Prudential is back in black as deal looms

PRUDENTIAL swung back into the black as it reported a £1.7bn pre-tax profit yesterday, marginally ahead of consensus estimates.

Bullish after performing solidly through changeable market conditions, the British insurer upped its total dividend by five per cent to 19.85p per share for 2009.

However, traders were unsettled by a 24 per cent fall in UK sales to £723m and a slight decline in operating profits to £606m. Analysts said the numbers contributed to the downward pressure on Prudential’s share price yesterday.

On a day when his firm’s results were a sideshow to the excitement of an industry-changing takeover deal, chief executive Tidjane Thiam said Prudential had now “earned” the right to buy American International Assurance.

“Our performance was delivered against a backdrop of unprecedented market turbulence,” Thiam said. “We entered 2009 with a deliberately defensive strategy.”

New business profit increased from 42 per cent to 56 per cent on a European embedded value basis.

Worldwide sales edged up one per cent to £2.9bn, but attention fell on Asia where turnover soared 42 per cent in the fourth quarter to contribute to year-long sales of £1.2bn. In the US, strong annuity sales helped boost sales 12 per cent to £912m.

M&G Investments, Prudential’s London-based asset management business, brought in record inflows of £13.4bn to bring funds under management to £174bn.

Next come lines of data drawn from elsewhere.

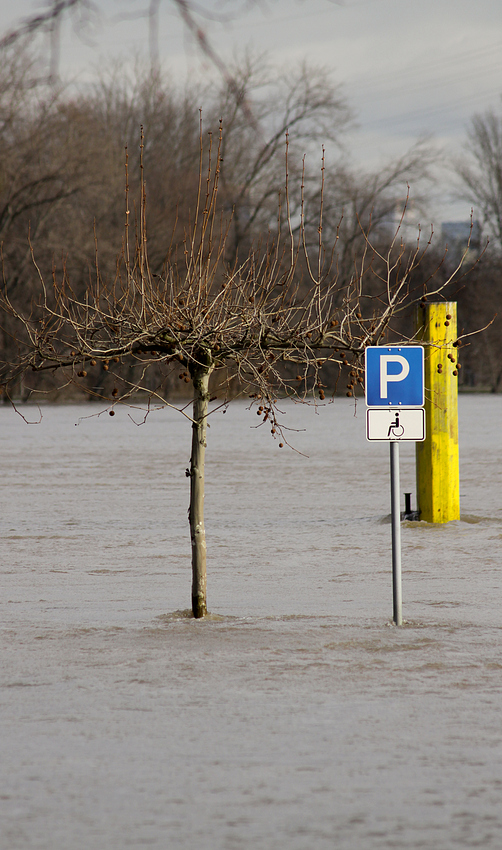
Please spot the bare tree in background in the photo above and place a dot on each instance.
(480, 171)
(270, 324)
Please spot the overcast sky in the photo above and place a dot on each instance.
(407, 68)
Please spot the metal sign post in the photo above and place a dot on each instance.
(395, 398)
(397, 594)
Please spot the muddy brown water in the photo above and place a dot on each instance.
(295, 716)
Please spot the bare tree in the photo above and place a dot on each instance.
(269, 325)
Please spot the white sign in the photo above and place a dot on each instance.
(391, 424)
(395, 376)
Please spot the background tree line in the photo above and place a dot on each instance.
(62, 172)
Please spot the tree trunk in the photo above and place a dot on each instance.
(200, 378)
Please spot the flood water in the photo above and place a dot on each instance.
(295, 716)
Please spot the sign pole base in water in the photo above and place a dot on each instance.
(397, 595)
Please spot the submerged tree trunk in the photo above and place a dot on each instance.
(200, 373)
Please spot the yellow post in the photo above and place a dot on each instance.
(437, 456)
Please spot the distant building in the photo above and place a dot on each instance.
(455, 237)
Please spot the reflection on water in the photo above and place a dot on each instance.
(296, 715)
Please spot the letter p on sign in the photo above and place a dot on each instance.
(395, 376)
(386, 376)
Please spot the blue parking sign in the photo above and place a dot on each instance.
(395, 376)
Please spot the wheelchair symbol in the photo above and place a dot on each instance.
(395, 429)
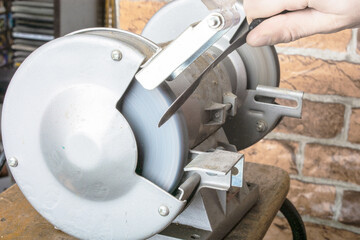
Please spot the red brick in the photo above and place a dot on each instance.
(336, 41)
(350, 210)
(354, 128)
(280, 230)
(358, 42)
(320, 120)
(3, 172)
(319, 76)
(332, 162)
(135, 15)
(312, 199)
(277, 153)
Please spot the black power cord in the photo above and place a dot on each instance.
(2, 160)
(294, 219)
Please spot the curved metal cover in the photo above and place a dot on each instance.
(77, 153)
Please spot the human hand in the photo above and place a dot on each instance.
(307, 17)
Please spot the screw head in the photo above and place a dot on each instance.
(13, 162)
(116, 55)
(164, 211)
(214, 21)
(261, 126)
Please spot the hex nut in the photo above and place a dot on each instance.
(13, 162)
(261, 126)
(164, 211)
(214, 21)
(116, 55)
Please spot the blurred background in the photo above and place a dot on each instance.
(321, 152)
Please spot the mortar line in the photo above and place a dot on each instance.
(320, 54)
(354, 102)
(347, 119)
(326, 181)
(338, 202)
(324, 141)
(300, 157)
(351, 48)
(330, 223)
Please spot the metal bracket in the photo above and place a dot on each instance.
(215, 168)
(259, 114)
(179, 54)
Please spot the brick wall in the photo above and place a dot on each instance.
(321, 151)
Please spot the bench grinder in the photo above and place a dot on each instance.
(82, 136)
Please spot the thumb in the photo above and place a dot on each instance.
(292, 26)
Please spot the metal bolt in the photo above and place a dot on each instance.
(13, 162)
(116, 55)
(215, 21)
(261, 126)
(164, 211)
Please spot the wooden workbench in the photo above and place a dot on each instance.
(18, 220)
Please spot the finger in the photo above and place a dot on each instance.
(292, 26)
(266, 8)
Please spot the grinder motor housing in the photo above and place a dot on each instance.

But the firm blamed choppy market conditions for a 17 per cent drop in the unit’s operating profit to £238m.


CONFIRMATION of Prudential’s $35.5bn (£24bn) pounce on American International Group’s Asian assets was hurried out after media reports broke over the weekend.

As a result, the board has not yet had time to consider how the merged entity’s senior management line-up will look. It is likely one or two American International Assurance figures will join the board as non-executive directors, as AIG will retain an 11 per cent stake in the holding company.

There is even the chance the US government will have representation as it owns the majority of AIG after $182bn of taxpayers’ money was pumped in during the financial crisis.

Although Prudential boss Tidjane Thiam said yesterday the merged group’s chief executive was yet to be appointed, Barry Stowe will fancy his chances against AIA’s top man, Mark Wilson. Stowe knows AIA’s practices like the back of his hand, having spent 11 years working for AIG in Hong Kong before joining Prudential.

Tony Wilkey, chief executive of insurance for Prudential, also served as deputy president at AIA before joining the British giant.

The tie-up should be culturally straightforward. Thiam has pledged to make any tough decisions in a “fair and transparent” manner, and there is no shortage of respect for the larger company’s achievements at Prudential. Thiam hinted the AIA brand would be retained, adding: “We’re a multi-brand company.”